La quête de l'abstraction

Throughout the year

In complement to the programme of the Carrières des Lumières, the Castle of Les Baux-de-Provence is holding an outdoor exhibition that retraces the life and work of the Dutch artist Piet Mondrian (1872–1944). You are able to stroll around in the gardens of Les Baux-de-Provence and admire─in this unique setting─the emblematic works of this major twentieth-century artist.

Piet Mondrian, the Dutch painter and theorist, is famous for his fascinating abstract works composed of grids of horizontal and vertical lines, creating a series of quadrangular colour planes. In quest of a universal pictorial language adapted to the modern era, Mondrian played an important role in the development of abstract art. He is in particular known for being the founder of Neoplasticism, an artistic movement that promoted rigorous geometric abstraction, whose creative process was almost doctrinal. This aesthetic vision was rooted in the journal De Stijl (meaning ‘The Style’ in Dutch) and the group of the same name founded in 1917 by Mondrian and his compatriot Theo van Doesburg. Mondrian’s revolutionary and influential works contributed to making abstract art a major form of artistic expression in the twentieth century.

But while he remains famous for his abstract works, Mondrian nevertheless began his artistic career as a figurative artist. He pursued a lengthy aesthetic process of simplification and reduction before he achieved complete abstraction in his works. Influenced by nineteenth-century Dutch landscape painting, he began his career as a traditional Dutch landscape artist, and was subsequently influenced by Symbolism, Neo-Impressionism, Luminism, and cubism. It was in the years 1914-1915 that he developed his own pictorial language: shifting away from figuration, he produced radically geometric paintings and used pure primary colours. Throughout his quest to develop his own  personal style, Mondrian produced many innovative works, not only in terms of the expressive and chromatic power that characterised them, but also the dynamism of the lines.

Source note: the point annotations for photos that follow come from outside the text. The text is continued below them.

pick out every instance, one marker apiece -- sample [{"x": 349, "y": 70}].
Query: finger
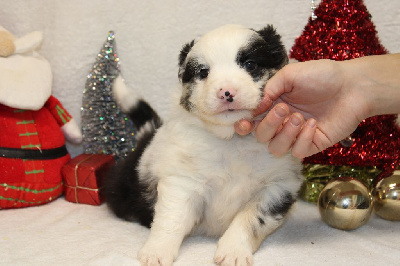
[
  {"x": 243, "y": 127},
  {"x": 283, "y": 141},
  {"x": 304, "y": 145},
  {"x": 272, "y": 122}
]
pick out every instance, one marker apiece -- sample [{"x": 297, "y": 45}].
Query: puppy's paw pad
[
  {"x": 153, "y": 258},
  {"x": 233, "y": 258}
]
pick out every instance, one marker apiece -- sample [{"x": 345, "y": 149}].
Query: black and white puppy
[{"x": 193, "y": 174}]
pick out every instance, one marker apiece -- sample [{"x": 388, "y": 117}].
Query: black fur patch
[
  {"x": 266, "y": 53},
  {"x": 185, "y": 99},
  {"x": 281, "y": 206},
  {"x": 184, "y": 52},
  {"x": 143, "y": 113},
  {"x": 125, "y": 195}
]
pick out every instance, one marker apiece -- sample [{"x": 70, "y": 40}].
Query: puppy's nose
[{"x": 226, "y": 94}]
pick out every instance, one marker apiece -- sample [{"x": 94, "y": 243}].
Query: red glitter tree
[{"x": 343, "y": 30}]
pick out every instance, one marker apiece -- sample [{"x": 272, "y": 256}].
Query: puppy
[{"x": 193, "y": 174}]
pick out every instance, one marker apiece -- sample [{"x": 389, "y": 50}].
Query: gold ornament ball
[
  {"x": 386, "y": 196},
  {"x": 345, "y": 204}
]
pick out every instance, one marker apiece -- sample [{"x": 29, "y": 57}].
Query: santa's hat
[{"x": 9, "y": 44}]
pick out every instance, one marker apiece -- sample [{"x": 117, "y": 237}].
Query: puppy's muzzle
[{"x": 226, "y": 94}]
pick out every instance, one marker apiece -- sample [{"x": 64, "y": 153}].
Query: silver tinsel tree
[{"x": 106, "y": 129}]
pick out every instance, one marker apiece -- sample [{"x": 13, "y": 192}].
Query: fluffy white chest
[{"x": 223, "y": 174}]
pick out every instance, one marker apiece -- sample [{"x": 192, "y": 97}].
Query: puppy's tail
[{"x": 139, "y": 111}]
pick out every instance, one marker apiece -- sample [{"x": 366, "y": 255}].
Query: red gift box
[{"x": 83, "y": 176}]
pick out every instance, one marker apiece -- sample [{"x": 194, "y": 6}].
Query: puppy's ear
[
  {"x": 277, "y": 49},
  {"x": 184, "y": 52}
]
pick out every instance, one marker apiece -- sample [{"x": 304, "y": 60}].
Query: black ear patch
[
  {"x": 277, "y": 55},
  {"x": 184, "y": 52}
]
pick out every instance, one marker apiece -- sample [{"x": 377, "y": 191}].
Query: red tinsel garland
[{"x": 343, "y": 30}]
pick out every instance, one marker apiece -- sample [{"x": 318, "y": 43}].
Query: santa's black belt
[{"x": 36, "y": 154}]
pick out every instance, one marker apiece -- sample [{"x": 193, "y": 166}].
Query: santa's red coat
[{"x": 27, "y": 182}]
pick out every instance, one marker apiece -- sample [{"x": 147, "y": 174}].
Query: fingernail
[
  {"x": 295, "y": 120},
  {"x": 311, "y": 122},
  {"x": 242, "y": 126},
  {"x": 280, "y": 111}
]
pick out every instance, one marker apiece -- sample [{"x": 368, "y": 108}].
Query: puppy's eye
[
  {"x": 250, "y": 65},
  {"x": 203, "y": 73}
]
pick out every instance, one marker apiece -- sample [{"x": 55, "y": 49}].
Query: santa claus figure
[{"x": 33, "y": 124}]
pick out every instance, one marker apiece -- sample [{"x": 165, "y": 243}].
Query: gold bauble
[
  {"x": 386, "y": 196},
  {"x": 345, "y": 204}
]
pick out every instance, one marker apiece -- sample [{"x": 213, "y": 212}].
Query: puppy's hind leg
[
  {"x": 178, "y": 209},
  {"x": 257, "y": 220}
]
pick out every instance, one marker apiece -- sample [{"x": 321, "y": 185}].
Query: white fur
[{"x": 209, "y": 180}]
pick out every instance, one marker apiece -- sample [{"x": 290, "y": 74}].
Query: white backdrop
[{"x": 149, "y": 35}]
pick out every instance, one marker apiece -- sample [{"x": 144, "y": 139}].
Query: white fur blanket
[{"x": 64, "y": 233}]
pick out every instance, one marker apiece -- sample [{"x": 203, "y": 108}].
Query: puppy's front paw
[
  {"x": 151, "y": 257},
  {"x": 233, "y": 255}
]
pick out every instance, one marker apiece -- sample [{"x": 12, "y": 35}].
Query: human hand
[{"x": 300, "y": 95}]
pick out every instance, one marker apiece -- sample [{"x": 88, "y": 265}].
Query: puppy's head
[{"x": 223, "y": 74}]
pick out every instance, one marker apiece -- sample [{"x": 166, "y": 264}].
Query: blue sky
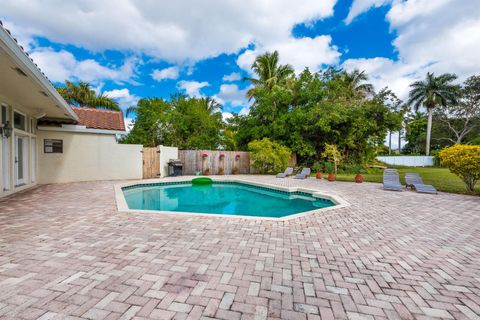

Via eleven large-format exhibition display panels combining photographs and reproductions, this exhibition covers the key phases of Mondrian’s career and the various aesthetic and philosophical influences that nourished it. The exhibition highlights the aesthetic thinking that formed the basis of his work throughout his career─from his early academic works to his most abstract works─, and which made him a leading figure in abstract art in the twentieth century.

Exhibition

April, May, June, September: 9am-7pm

July and August: 9am-7.30pm

 

Last admission 1 hour before the Château closes.